Jason Momoa, Keanu Reeves, And Jim Carrey All Starred In A Bizarre Cannibal Flop
Jason Momoa, Keanu Reeves, and Jim Carrey starred together in The Bad Batch which has been almost completely forgotten even though it came out in 2016.
This article is more than 2 years old
Jason Momoa, Keanu Reeves, and Jim Carrey are three of the biggest names in Hollywood. While Momoa saw his career take off just a decade ago with his short but impactful run on Game of Thrones, the other two have been mainstays in the industry for the last thirty years. Even though all three of them typically see their films get large theater runs with heavy marketing and box office hauls, all three were in a 2016 movie that went under the radar, The Bad Batch.

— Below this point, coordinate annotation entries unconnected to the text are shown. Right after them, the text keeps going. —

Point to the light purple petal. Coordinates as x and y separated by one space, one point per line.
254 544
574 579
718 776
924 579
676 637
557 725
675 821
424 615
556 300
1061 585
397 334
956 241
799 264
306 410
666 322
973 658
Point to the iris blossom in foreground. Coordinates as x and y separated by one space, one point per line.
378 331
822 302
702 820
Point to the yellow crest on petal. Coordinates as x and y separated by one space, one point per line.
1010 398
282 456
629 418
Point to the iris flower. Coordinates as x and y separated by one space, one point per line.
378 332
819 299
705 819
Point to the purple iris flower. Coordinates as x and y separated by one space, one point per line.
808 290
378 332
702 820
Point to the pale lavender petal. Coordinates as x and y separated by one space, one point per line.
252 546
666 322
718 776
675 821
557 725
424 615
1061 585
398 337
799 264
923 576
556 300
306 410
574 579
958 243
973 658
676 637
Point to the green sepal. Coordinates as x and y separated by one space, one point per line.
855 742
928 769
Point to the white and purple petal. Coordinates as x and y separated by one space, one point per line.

The Bad Batch follows a young girl (Suki Waterhouse) as she is banished into a dystopian Texas desert outside of the law in the rapidly deteriorating United States. After falling victim to a group of cannibals led by Jason Momoa, she escapes with the loss of an arm and a leg and finds herself in a laid-back but poor town called Comfort. She eventually finds a young girl outside the town and takes her in, only to discover it is Momoa’s daughter and that her home in Comfort isn’t all that it seems to be.
Jason Momoa’s counterpart in the film is played by Keanu Reeves, named The Dream. He is a weird, poor man’s Hugh Hefner in a robe with a mustache. His time is mostly spent in a mansion with a large harem of young girls who are making and selling drugs to support the town’s population.
Upon the girl’s escape from the cannibals, which she does on a skateboard, she is rescued in the desert by a mute hermit, who is played by a bearded Jim Carrey. While he is only in a few scenes and utters not one single word, his performance was one that director Ana Lily Amirpour said was one of the most important of the film because Carrey was the hermit. She recounted how it was two sides to the same coin; whether being that famous or being a homeless man, no one really sees the real you.
With Jason Momoa leading a cast that includes Keanu Reeves, Jim Carrey, Giovanni Ribisi, and Diego Luna, you could have expected it to be a huge blockbuster. Instead, the movie could only muster a 30% from audiences on Rotten Tomatoes and a slightly better 45% from critics. Alissa Wilkinson of Vox says the film squanders its strong start and rich setting on a too-thin plot.
Director Ana Lily Amirpour also wrote the picture and is known for directing A Girl Walks Home at Night and A Little Suicide. She is a huge advocate of practical effects and only needed 28 days to film the entire movie. The film was shot in Slab City, CA, a community of vagabonds who played extras in the film, needing no makeup or costuming.
The film was Waterhouse’s first big role, and she held her own alongside the powerhouses of Jason Momoa, Keanu Reeves, and Jim Carrey. The Bad Batch debuted at the 73rd Venice International Film Festival, where it won the Special Jury Prize. It is seen as the third most prestigious prize at the festival after the first place Golden Lion and the second place Grand Jury Prize.
The film saw a meager theater run after its success at the film festival, releasing in June of 2017. While it was released against other small-budget films like Tubelight, The Beguiled, and The Big Sick, big summer blockbusters such as Wonder Woman, Guardians of the Galaxy 2, and Transformers: The Last Knight were all dominating the box office weeks after release. The Bad Batch brought in a total of $43,457 on opening weekend and just under $201K worldwide, a massive disappointment on its $6 million budget.
With the kind of powerhouse actors The Bad Batch took on, there was a reasonable expectation of success. Jason Momoa leading a group of cannibals, Keanu Reeves leading a cult addicted to drugs and partying, Diego Luna as a resident DJ to keep the party going, and Jim Carrey in his first ever silent film role, there is plenty of cinema gold to be mined from the film. Ana Lily Amirpour and Suki Waterhouse proved multiple things at once, you don’t need a big name to go against other big names on screen, and you don’t need a billion-dollar theater run to show that you can let Hollywood A-listers chew up the screen.